OPDS1: html text constructs must be unescaped

Question

OPDS1: html text constructs must be unescaped

llemeurfr opened this issue 4 years ago · 0 comments

The Columbia feed, for instance, contains html summaries in OPDS entries. These are formatted like:

<summary type="html">&lt;p&gt;Benchmark for Faithful Digital Reproductions of Monographs and Serials.

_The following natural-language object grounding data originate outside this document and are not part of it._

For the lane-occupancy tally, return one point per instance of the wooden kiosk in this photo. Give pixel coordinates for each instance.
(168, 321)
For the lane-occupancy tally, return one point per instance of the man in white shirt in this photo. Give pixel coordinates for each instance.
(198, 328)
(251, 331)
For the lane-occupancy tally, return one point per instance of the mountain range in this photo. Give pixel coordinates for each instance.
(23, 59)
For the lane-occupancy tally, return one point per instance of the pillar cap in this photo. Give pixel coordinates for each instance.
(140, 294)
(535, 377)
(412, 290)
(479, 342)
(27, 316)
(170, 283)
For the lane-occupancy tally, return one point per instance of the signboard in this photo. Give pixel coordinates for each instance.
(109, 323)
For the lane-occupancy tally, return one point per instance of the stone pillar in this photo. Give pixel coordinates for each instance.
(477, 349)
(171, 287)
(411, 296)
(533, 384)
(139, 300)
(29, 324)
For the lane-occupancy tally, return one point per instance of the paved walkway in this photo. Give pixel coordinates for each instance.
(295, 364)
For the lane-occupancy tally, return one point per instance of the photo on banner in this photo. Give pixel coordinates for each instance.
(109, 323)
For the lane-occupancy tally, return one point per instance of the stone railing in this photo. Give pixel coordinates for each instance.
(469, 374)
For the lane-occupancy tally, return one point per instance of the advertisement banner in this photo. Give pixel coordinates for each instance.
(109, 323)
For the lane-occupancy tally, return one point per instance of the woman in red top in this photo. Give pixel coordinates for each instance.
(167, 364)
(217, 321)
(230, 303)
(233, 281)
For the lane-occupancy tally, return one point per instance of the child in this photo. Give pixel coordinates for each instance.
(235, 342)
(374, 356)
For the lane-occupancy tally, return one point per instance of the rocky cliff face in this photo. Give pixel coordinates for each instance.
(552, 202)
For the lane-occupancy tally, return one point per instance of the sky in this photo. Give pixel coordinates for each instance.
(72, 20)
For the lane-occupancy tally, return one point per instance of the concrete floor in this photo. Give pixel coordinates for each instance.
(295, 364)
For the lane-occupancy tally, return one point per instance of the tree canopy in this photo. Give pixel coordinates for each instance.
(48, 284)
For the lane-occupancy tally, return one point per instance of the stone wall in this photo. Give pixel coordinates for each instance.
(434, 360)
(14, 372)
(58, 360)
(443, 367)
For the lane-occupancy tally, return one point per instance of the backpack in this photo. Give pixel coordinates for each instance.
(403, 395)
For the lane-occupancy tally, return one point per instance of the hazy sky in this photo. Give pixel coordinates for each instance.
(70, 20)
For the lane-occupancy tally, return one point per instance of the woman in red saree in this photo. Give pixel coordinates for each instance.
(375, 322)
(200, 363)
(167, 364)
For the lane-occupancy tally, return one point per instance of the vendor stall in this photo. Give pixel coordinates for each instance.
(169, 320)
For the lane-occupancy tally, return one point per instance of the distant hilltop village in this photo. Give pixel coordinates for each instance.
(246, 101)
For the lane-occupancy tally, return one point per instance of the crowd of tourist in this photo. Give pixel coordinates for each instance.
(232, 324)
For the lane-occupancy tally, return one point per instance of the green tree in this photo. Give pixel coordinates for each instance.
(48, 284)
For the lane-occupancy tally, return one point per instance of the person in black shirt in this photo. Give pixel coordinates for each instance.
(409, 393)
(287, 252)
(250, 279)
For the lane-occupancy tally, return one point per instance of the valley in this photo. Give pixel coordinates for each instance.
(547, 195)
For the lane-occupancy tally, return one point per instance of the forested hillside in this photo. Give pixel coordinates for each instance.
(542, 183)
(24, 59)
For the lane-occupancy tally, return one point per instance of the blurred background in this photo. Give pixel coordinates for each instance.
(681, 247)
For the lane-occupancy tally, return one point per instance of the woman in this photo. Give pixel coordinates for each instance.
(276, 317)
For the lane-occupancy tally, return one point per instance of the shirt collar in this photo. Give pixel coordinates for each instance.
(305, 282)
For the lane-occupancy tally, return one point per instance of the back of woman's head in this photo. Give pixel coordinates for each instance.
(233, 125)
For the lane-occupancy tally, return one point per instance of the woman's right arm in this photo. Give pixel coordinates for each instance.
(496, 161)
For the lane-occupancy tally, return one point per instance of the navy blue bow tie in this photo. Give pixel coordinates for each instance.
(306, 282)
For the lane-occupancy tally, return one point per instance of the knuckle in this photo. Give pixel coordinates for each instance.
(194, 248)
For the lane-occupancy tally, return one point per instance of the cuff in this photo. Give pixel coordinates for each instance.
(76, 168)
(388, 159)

Version 1. .... Columbia University Catalog: go to CLIO&lt;/p&gt;
      &lt;p&gt;
   &lt;a href="https://clio.columbia.edu/catalog/14642100"&gt;Go to catalog record in CLIO.&lt;/a&gt;
      &lt;/p&gt;</summary>

Because an OPDS 1 feed is an extension of an Atom feed, rules of Atom feeds apply -> https://tools.ietf.org/html/rfc4287#section-3.1.1.2 in particular.

If the value of "type" is "html", the content of the Text construct MUST NOT contain child elements and SHOULD be suitable for handling as HTML [HTML]. Any markup within MUST be escaped; for example, "
" as "<br>". HTML markup within SHOULD be such that it could validly appear directly within an HTML
element, after unescaping. Atom Processors that display such content MAY use that markup to aid in its display.

Such content (of type html) must therefore be unescaped before being injected inside the webview, after some security cleaning.